Imaginemos que los
avances tecnológicos van a perfeccionarse tanto que podrán extraer del pasado
reciente y, tal vez remoto, cuanto haya acontecido. Que la realidad
pormenorizada de cada época, de cada espacio, de cada persona, ha quedado
cristalizada en mosaicos totalmente ultimados. Fórmulas altamente poderosas
accederán a los mapas y a las capas que la historia va sedimentando a lo largo
del factor tiempo. Cada esquinita de una calle o de un edificio será una enciclopedia
detalladísima de todo lo que sucedió en su entorno. Imaginemos también que la
tecnología no sólo descubrirá los aconteceres situándolos en el espacio y en el
tiempo, sino que detectará lo que cada individuo ha dicho a lo largo de toda su
vida, con quién ha hablado, qué ha pensado antes de hablar, qué ha sentido,
cuáles han sido sus emociones, cómo han intervenido éstas en su pensamiento.
Podremos saber con una búsqueda sencilla, a golpe de clic, las razones o los
elementos que han ido interviniendo con mayor fuerza en la formación de una
idea, de un apasionamiento, de un amor.

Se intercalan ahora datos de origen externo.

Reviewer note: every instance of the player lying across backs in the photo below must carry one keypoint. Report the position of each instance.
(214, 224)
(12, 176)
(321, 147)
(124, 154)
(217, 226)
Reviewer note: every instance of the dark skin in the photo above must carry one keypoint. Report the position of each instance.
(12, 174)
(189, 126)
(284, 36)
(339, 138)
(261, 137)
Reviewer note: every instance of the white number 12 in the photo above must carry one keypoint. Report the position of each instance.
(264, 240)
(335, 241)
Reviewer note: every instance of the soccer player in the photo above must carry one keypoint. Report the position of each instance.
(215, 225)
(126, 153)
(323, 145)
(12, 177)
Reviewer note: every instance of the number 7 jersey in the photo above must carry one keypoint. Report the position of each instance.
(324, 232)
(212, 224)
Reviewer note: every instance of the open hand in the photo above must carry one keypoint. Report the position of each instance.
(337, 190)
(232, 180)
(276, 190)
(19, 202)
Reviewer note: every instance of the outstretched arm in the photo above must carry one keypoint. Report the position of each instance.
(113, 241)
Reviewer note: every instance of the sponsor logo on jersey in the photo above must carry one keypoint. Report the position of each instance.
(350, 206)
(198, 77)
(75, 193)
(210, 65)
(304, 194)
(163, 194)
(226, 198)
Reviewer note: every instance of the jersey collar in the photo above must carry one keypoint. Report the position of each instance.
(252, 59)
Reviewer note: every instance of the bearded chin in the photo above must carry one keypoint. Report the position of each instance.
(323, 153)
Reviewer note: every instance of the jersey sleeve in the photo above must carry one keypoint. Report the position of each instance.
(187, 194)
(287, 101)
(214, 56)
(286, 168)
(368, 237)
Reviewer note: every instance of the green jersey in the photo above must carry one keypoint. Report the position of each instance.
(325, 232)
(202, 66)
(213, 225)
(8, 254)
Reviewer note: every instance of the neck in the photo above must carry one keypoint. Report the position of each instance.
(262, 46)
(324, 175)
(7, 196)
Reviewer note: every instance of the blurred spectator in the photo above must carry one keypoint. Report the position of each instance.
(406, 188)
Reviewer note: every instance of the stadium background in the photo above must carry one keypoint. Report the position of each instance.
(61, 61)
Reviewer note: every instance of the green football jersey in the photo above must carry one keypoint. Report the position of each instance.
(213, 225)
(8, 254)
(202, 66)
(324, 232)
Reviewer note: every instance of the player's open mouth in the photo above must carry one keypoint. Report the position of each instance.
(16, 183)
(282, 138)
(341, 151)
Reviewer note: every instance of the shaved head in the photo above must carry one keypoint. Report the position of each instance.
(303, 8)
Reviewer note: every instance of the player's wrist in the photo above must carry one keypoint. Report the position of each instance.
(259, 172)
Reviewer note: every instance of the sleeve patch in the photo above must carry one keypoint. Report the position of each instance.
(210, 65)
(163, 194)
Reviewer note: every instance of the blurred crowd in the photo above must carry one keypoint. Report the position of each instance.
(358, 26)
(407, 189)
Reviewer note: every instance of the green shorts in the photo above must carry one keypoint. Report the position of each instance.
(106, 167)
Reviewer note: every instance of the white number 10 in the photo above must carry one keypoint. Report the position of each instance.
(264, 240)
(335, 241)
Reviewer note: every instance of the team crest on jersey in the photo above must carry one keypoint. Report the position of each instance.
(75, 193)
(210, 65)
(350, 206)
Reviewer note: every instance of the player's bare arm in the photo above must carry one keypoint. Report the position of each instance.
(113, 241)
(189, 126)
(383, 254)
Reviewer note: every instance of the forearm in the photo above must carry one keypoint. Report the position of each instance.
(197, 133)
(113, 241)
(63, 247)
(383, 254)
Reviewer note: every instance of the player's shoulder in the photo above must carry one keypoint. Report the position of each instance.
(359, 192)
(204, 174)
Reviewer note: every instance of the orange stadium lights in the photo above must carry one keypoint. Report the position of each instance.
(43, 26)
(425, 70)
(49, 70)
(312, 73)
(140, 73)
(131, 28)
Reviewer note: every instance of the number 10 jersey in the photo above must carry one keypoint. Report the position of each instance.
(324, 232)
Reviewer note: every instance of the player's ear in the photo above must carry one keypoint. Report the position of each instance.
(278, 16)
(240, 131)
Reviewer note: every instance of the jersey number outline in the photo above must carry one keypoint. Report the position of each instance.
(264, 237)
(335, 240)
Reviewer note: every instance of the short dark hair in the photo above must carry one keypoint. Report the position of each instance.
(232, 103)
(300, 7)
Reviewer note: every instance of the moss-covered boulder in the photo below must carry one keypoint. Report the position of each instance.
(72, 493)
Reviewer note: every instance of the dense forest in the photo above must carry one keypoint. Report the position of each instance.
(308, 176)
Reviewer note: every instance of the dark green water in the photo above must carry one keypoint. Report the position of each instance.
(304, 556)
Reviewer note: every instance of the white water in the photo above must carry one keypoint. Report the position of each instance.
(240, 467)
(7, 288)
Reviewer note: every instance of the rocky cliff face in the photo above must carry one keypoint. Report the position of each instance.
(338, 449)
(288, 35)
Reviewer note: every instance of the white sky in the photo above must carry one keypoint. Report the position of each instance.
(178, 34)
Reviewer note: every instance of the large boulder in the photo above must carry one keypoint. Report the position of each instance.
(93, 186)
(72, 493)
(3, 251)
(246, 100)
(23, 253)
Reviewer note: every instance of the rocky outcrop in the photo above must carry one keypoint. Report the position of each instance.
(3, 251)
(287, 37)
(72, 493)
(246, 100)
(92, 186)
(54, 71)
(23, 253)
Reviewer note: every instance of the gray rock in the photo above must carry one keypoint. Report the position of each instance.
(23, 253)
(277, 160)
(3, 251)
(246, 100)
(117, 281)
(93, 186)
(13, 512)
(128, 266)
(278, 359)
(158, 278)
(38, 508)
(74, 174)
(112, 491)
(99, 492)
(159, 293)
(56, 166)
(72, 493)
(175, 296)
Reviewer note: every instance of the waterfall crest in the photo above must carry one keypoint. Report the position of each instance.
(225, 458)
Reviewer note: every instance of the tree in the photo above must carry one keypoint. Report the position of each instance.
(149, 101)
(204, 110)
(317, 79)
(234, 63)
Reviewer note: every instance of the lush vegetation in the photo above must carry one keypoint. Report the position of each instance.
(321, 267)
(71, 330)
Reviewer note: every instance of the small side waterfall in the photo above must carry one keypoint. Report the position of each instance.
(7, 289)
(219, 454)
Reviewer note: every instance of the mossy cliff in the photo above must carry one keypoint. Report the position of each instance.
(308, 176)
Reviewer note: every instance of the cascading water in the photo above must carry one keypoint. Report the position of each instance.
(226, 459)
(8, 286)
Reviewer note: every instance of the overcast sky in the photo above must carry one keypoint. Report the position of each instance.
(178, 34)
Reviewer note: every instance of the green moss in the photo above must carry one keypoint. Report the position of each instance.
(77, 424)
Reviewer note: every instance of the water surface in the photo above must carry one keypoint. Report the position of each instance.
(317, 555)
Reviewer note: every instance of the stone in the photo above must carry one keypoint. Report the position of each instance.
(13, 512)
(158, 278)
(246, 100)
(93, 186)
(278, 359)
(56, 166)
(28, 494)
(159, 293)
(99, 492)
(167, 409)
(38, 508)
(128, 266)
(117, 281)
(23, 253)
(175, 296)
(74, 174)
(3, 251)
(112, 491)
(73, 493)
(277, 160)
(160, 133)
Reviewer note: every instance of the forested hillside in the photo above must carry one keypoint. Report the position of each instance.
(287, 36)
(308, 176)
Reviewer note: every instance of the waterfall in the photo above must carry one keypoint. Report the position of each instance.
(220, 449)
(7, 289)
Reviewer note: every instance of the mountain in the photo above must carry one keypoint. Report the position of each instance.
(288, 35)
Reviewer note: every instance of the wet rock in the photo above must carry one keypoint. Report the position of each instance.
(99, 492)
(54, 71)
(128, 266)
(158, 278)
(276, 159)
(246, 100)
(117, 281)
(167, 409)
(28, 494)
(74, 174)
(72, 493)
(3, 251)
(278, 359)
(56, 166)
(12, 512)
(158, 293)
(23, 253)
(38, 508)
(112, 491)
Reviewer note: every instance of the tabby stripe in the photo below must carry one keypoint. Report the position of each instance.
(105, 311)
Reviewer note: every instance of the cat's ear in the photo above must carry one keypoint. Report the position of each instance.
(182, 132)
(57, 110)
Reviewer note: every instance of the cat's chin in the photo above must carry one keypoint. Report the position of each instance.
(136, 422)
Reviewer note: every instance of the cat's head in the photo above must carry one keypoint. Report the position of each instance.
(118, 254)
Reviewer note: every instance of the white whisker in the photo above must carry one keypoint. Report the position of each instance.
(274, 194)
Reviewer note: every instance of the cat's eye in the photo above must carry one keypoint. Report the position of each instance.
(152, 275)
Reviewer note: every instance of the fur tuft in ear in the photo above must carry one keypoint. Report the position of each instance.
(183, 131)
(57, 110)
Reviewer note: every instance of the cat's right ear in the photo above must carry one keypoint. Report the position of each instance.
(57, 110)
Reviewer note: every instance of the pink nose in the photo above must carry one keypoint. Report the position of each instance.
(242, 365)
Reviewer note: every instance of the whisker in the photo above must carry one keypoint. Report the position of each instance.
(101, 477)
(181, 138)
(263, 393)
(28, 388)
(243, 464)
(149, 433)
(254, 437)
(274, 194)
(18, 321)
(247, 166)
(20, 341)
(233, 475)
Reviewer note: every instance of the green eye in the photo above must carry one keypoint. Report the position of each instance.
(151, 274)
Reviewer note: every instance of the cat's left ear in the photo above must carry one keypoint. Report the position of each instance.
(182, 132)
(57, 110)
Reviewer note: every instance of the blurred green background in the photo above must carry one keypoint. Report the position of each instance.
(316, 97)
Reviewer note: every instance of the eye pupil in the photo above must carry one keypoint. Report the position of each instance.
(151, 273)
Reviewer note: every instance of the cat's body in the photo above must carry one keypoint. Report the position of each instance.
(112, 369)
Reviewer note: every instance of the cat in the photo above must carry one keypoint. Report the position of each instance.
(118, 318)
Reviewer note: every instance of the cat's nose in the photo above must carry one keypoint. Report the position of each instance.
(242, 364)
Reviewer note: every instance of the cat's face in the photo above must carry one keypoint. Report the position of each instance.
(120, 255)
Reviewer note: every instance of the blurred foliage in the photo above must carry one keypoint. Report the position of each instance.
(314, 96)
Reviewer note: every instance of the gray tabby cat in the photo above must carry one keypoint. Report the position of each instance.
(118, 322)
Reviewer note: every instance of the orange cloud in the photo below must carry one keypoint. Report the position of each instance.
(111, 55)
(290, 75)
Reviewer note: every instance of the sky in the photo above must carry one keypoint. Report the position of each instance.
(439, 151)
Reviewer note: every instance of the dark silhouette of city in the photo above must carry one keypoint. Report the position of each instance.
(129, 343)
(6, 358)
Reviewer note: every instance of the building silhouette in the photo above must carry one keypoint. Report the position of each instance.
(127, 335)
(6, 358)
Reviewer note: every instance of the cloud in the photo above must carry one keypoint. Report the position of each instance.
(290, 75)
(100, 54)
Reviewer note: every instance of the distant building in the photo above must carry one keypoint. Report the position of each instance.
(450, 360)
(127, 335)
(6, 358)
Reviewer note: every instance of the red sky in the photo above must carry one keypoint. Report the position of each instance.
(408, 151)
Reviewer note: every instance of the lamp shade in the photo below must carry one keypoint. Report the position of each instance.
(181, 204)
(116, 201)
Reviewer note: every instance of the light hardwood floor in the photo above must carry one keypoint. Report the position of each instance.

Sabremos desbrozar un abundante trenzado
de líneas selváticas que constituyen el amasijo de elementos determinantes de
nuestro comportamiento y del comportamiento de los otros y, también, del
comportamiento colectivo. A los menos románticos les valdrá la maquinita para
ir alejando la culpa de algún ídolo o de sí mismos y se afanarán en seguir alguna línea influyente hasta
alcanzar un punto de confluencia que les satisfaga. En cambio, a los más
románticos, les valdrá para mostrar el rostro de su alma ante el primer cruce
de ojos con su amada o amado. Les valdrá, digo, como artilugio garante de las
verdades más elementales del corazón y que, por costumbre siempre han sido
abandonadas a la decisión azarosa de las margaritas. Sabremos que nos quiso sin
recurrir a los pétalos. Pero sabremos, también, de los sentimientos impostados,
de los impuros, de las ideas prestadas y los comportamientos interesados. Sabremos
que nos quiso, sí, pero que fue un querer reactivo a la composición bioquímica
de una determinada hormona, cuyas emanaciones han venido destilando una suerte
de historias bélicas entre familias religiosas, o ideológicas, o étnicas que
conforman nuestro ideal reproductivo para el mantenimiento de un equilibrio
global que incluye todo el universo. Sabremos que somos presos de un
determinismo cerril que, lo mismo que propaga una epidemia, pone toda su
voluntad en el embeleco dulce de los ojos que enamoran. De modo que conoceremos
que el enamoramiento venía teledirigido desde la misma formación del mundo y
que, una vez cuajado en el gesto mínimo que para la historia cósmica es el
beso, contendrá, mientras nos abandonamos al entramado de labios, lenguas, salivas
y pasiones que tenga lugar, las claves de todo el porvenir. Imaginemos,
entonces, que por culpa del “algoritmo total” no habrá cabida para las libres y
pequeñas amistades particulares entre tu cuello y mi boca. En ese mismo instante
en que quede abolida la libertad a manos de un decreto tecnológico irrecurrible,
habrá que inventar una energía subversiva. A mi parecer, esa energía sólo puede
provenir del deseo o de la risa. “El deseo florece, la posesión marchita todas
las cosas”. La risa, con toda seguridad, desarmará las reglas incalculables de
la fórmula sabelotodo, porque la rebeldía de la risa, además de traer otras
lógicas superpuestas, es su fuerza expansiva y contagiosa. Aunque esto es sólo
el deseo simple de reír que el algoritmo maldito ha descubierto y que,
imaginemos, forma parte de una imaginación ordenada por millones de pequeñas
circunstancias confluyentes que, si no fueran tan indeseables, darían risa y
eso es una cosa muy seria, ¿no creen?